Her name was Ortygia and she was so very scared. She’d gotten separated from her tangle and had risen in that net like aphrodite pulled by her hair from the sea. She collected fossils and ancient pieces of metal and stone from the sea floor which she repaired and then sold with all the information she could find on it. Her dream was to work in a museum but you need somewhere permanent to have that kind of job.

And even with everything that happened after, it speaks to the humanity in him, that Plumbthroat on hearing the cries lunged for the net like a man on fire giving a hug to the one that set him on fire. He untangled her and they just stared at each other for a moment, he stuttered out an apology and she daintily accepted. And they just kinda sat there stunned, staring, her cupped in her hands. She was the color a horizon turns at the end of a night shift when you get off and can finally go to sleep, the curve of the world brightening the last thing you see before going below deck.

I could tell you how they grew to love each other as best friends do, how she slept in an old diving helmet beside his berth as she recovered. How she made him laugh and how he taught her card games. The constellations they named and how her favorite was the hunter and how his favorite was the ‘one that carried that water jug thing, names a bitch to rhyme’ and how that made her laugh and almost fall into the sea because at her giggle he had been offended and that offended look had almost made her laugh so hard that she was doing a barrel roll right over the railing and into the foam. But i don’t know if you care about that, so let’s skip the end shall we.

How she couldn’t live on land forever, even if a ship wasn’t really land. And he couldn’t go with her unless it was for a short sad visit that ended up with a floating corpse. How she told him he was leaving and how he was bitter and how he hid it behind a smile and how he let her go with a wave and how she left thinking they were the best of friends still and how he was kicking himself for not getting a tank as if that was the problem.
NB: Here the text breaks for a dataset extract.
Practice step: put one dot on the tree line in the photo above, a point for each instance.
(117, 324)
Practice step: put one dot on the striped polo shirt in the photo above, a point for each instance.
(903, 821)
Years later he would learn that squiddles die if kept in tanks for longer than a few weeks and he wouldn’t connect the dots. Let’s talk about how he saw her next with a beautiful baby in her wake and how he felt so betrayed. How he had a harpoon gun and how easy it was to put pressure on the trigger when he was angry. How squiddles are so small that a harpoon through one basically makes them explode, no not explode, pop like a water balloon full of blood and bone. How she screamed and her son sunk into the depths.

Her son named Plumthroat, because even if you’re best friends some things don’t come up like how you spell your name properly or what brought you out onto the sea at such odd hours in the first place. Why you were pulling your net through this area at this time and all that. And Plumthroat watched his mother die in agony as she was dragged back to the ship and Plumbthroat got no answers cause she was DOA but got a nice fat paycheck.

I suppose none of that matters and I’m dancing around the bush. But Plumbthroat got a taste of money and Plumthroat got a taste of death and both of them had very strong feelings about their respective life changing events. So let me tell you the story from a different beginning. One that will lead somewhere better we hope.